Southampton Calling – Welly’s debut album, Big in the Suburbs, is an authentic voice of our city

Southampton Calling – Welly’s debut album, Big in the Suburbs, is an authentic voice of our city

By Sam Wise. 

Elliot Hall, the young songwriter whose nickname gave Welly its moniker, is a lightning ball of energy on stage. Having watched the band tear up Southampton’s Heartbreakers in their recent homecoming show, I was fascinated to see how such a high intensity experience would work in a recorded format. The short answer is that the immense energy of the live show is only one facet of Welly’s impressive arsenal. What can be lost in the raucousness of their performance is the immense literacy of the songs. 

Now, every article you read about Welly (I read a lot of them), references the “wry portraits of suburbia”, and they’re not wrong; this album is full of humour, irony,  fun little portraits of the banal. What you can miss, if you’re not listening closely, is the real pathos that’s blended in here and there. Hall refers to himself as a “suburban smart-arse”, and it’s undoubtedly true, but there’s enough poetry here to make you keenly anticipate his future writing. 

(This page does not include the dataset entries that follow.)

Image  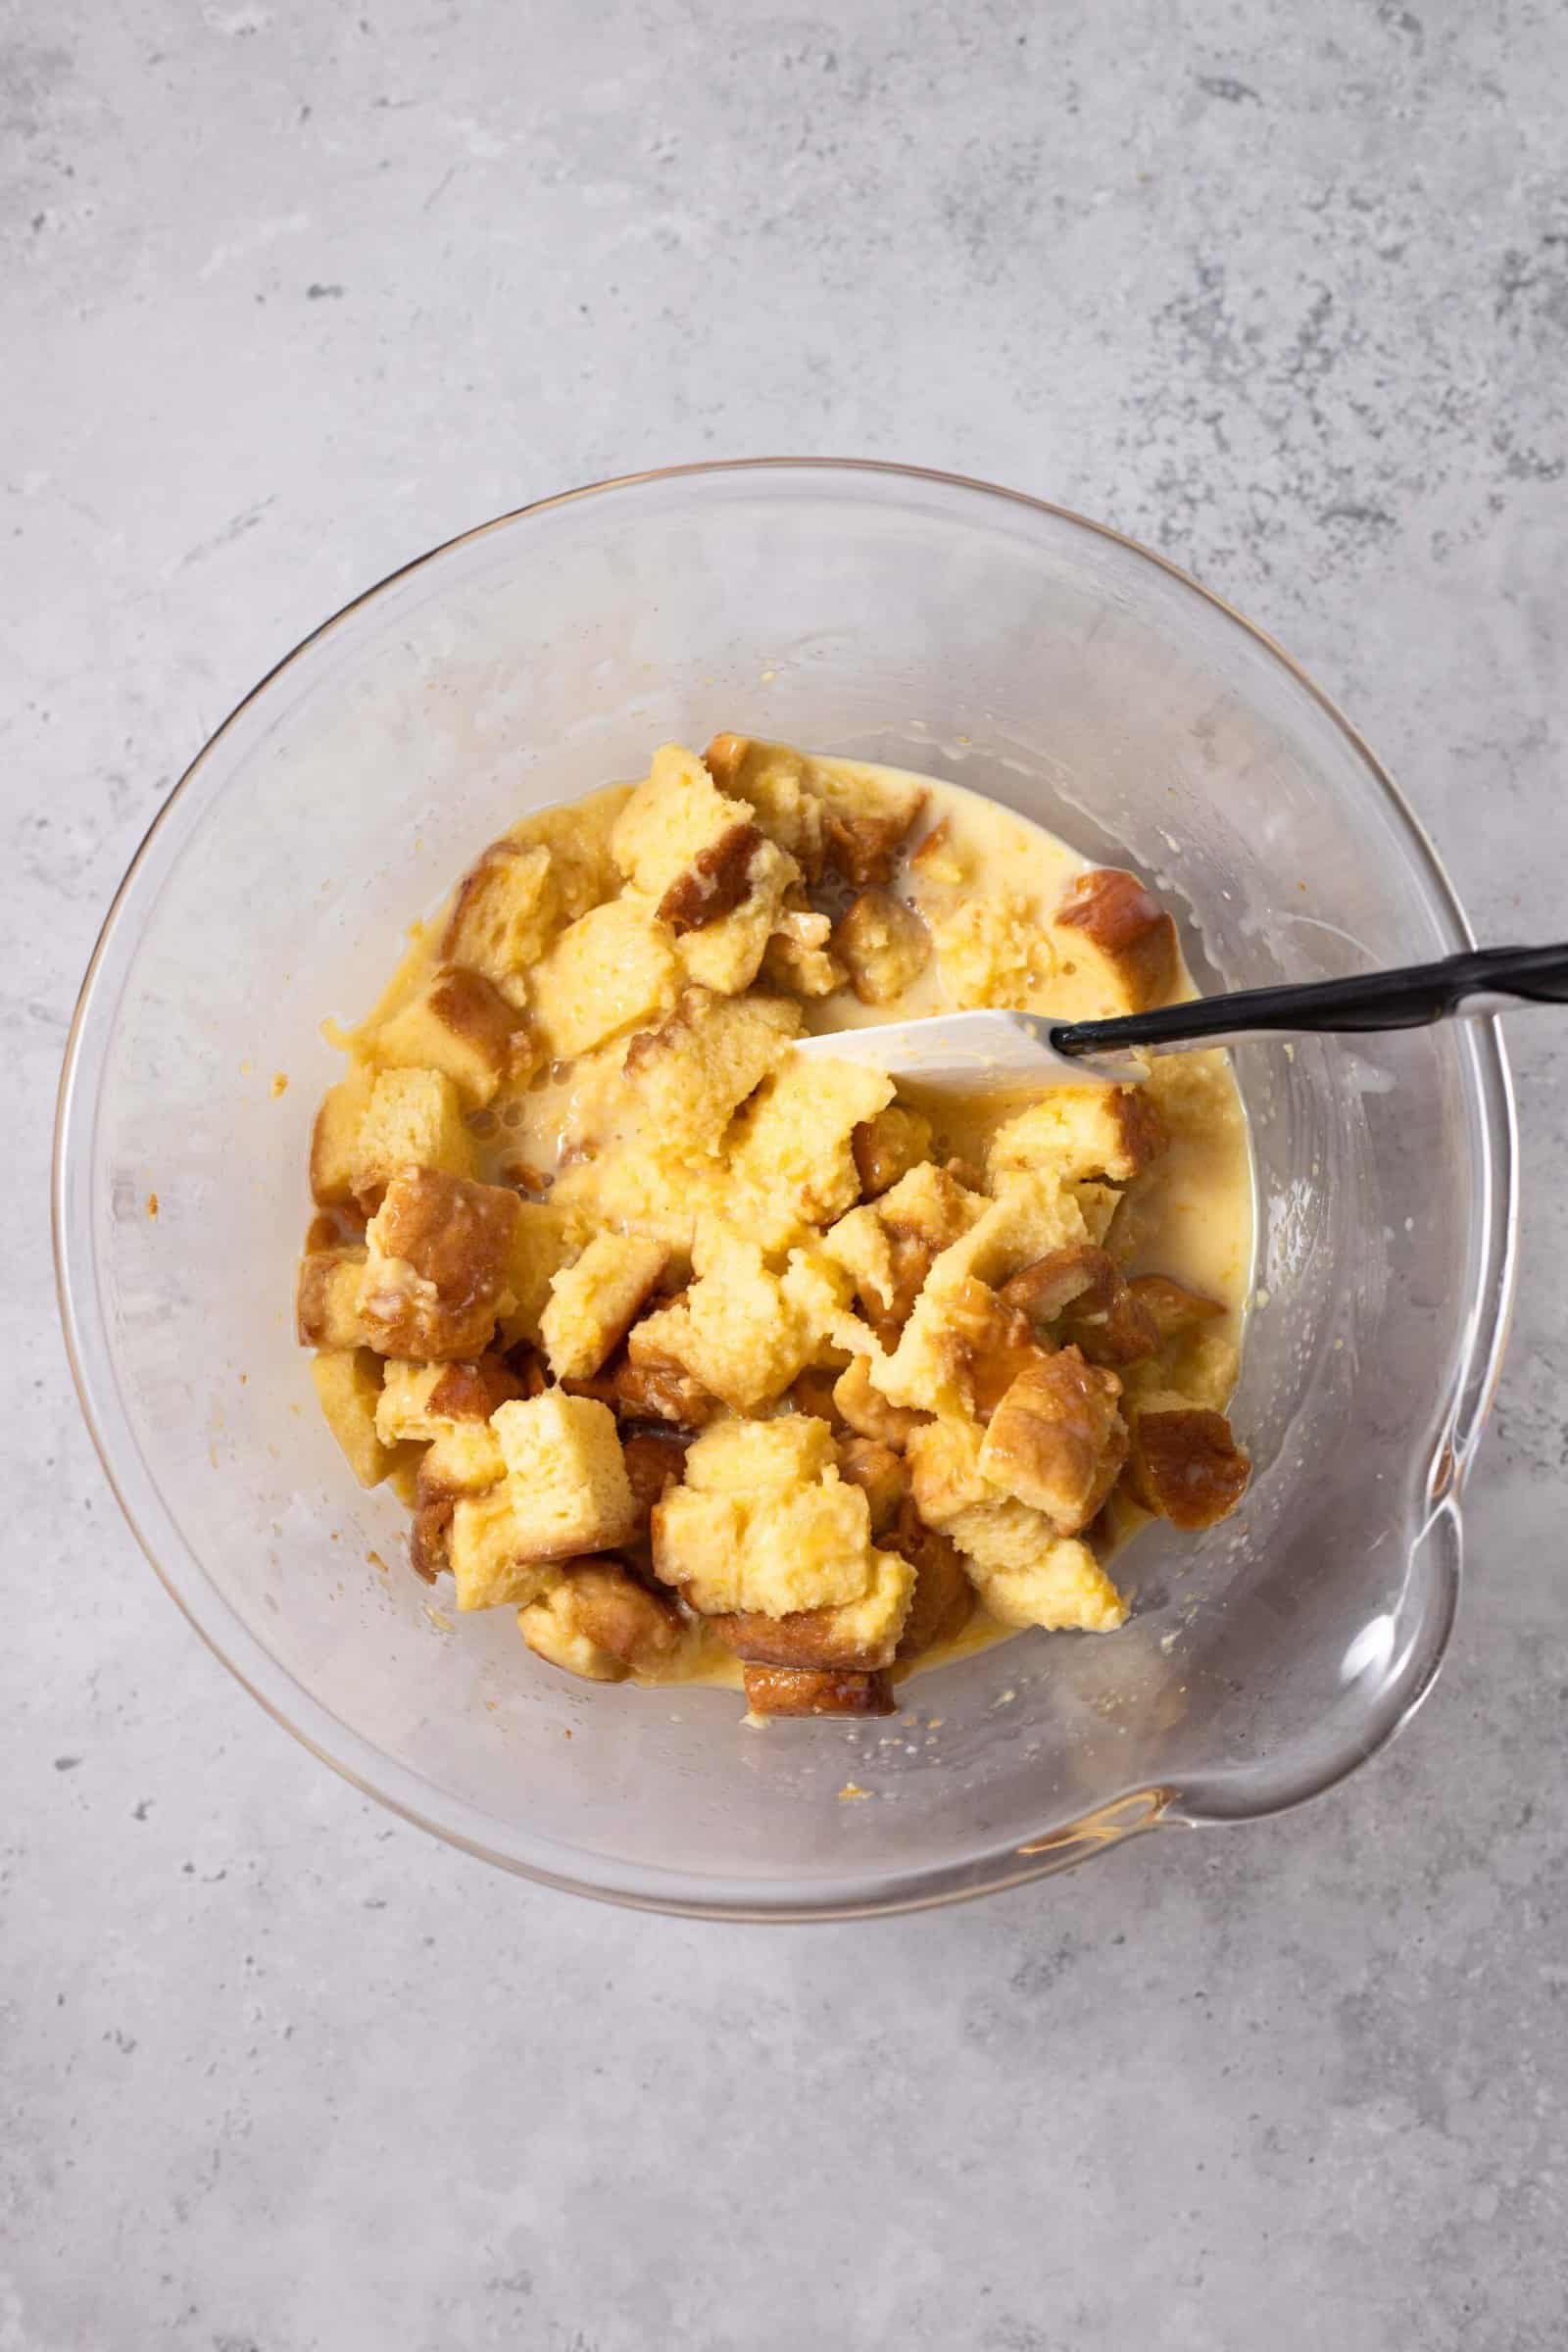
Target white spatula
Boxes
[791,942,1568,1099]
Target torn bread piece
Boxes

Welly’s live sound, a raw, upbeat guitar driven sound with a serrated edge, translates much better to a record than I would have anticipated. Much of the energy and momentum of their live performances makes it to the recorded songs, and the production lets the lyrics emerge in a way that’s difficult to capture in small live venues. What you’re going to get is simple, direct riffs, some nice synth noises, and observational songs in an estuary accent. It feels hacky to say it, but there’s a lot of Blur in the mix, and if you enjoy some fun synth noises mixed into your guitar punk/pop, this will be for you. 

Opening with the title track, Big in the Suburbs sets out its stall from the beginning. You know where you are, and where you are is Chandler’s Ford, which for me is an entirely new experience from a record. Over a jagged guitar riff, Hall expounds on the feeling of being a biggish fish in a small and limiting pond, setting the tone for everything which will come after. Self-effacing in a way that belies their onstage swagger, Welly build themselves up and knock themselves down in the same verse, voicing grand ambitions but then mocking their own self importance with an irony which is uniquely British. 

I particularly enjoyed the opening to Shopping, which offers “I want the highlife, Up on the high street, Just like Paris if Paris is made of concrete”. The delicious irony of this suburban view is that Paris suburbs are indeed made of concrete, more so even than our own, and that as British as this viewpoint is, it has resonances for dwellers of city outskirts and hinterlands all over Europe. Perhaps we’re really more cosmopolitan than we think. 

This is a very accomplished debut for such young musicians, and for those of us from the Southampton area, it has an added charm, an extra authenticity. There is a great joy to hearing energised, talented young musicians grabbing the everyday familiar aspects, not just of life, but of our specific area, and turning them into something joyous and celebratory.   

Big In The Suburbs, the debut album from Welly due to be released on March 21st. Welly will be at Vinilo, Southampton, for an instore event of March 25th, and are bringing The Seaside Tour to SoBear Cave, Bournemouth, on April 17th.